Two years ago, the Convergence between TU Delft, Erasmus MC and Erasmus University was kickstarted with the IMPULSE programme – 17 research projects for attracting the first batch of talent and laying a solid foundation. At the recent Convergence Career & Talent Festival, postdocs and supervisors involved shared their successes and evaluated the lessons learned.
“Convergence is about creating a large-scale community in which not only knowledge, but also tools and methodologies are shared between the medical, engineering and social disciplines,” said Richard Goossens at the beginning of the festival. He is program director Convergence for Health and Technology. “Each of you was appointed at TU Delft or Erasmus MC, with a counterpart at the other institute. Let’s discuss what we have achieved.”
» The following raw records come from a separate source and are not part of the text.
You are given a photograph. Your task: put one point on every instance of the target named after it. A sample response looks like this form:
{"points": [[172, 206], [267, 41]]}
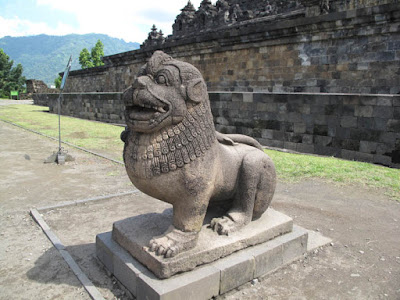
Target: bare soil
{"points": [[362, 263]]}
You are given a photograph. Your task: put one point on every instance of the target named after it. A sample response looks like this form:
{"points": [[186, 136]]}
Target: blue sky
{"points": [[130, 20]]}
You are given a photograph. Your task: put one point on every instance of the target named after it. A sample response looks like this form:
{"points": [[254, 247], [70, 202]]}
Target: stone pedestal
{"points": [[276, 242], [133, 234]]}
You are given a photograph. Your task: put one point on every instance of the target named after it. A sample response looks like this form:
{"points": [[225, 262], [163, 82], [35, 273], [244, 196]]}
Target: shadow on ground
{"points": [[49, 269]]}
Goossens’ opening statement was followed by pitches from seven postdocs, describing their project outcomes and alluding to the follow-up research grant proposals they helped write based on those results. All postdocs indicated to have enjoyed easy access to both the technical and medical expertise required to achieve their aims. “During my PhD, I worked with a hospital, but it wasn’t a research facility and certainly not a convergence environment – I really feel the difference,” said Rachel Cahalane. As a biomedical engineer, she investigates the mechanical behaviour of bloodclot analogues at Erasmus MC. “The clinicians, specialised in ischemic strokes, really kept me on track when it comes to clinical relevance. I also learned a lot about setting up research including patients.”
Eager to put his machine learning expertise to practical use, Stephan Bongers had joined a project on osteoarthritis, on the TU Delft side. “I had access to all expertise I needed, and I have grown a lot in understanding the goals and perspectives of clinicians,” he said. But while expertise flowed freely, he did have some trouble in getting access to clinical data. “IMPULSE was the very first Convergence programme, and it already yielded notable results,” says Maarten Frens, Vice Dean of Erasmus MC and one of the round table discussion leaders. “Even so, there are some practical hurdles that we need to lower further: easy sharing of data, materials, and facilities. And, with COVID restrictions gone, more face-to face community building. This will help unlock the full potential of convergence.”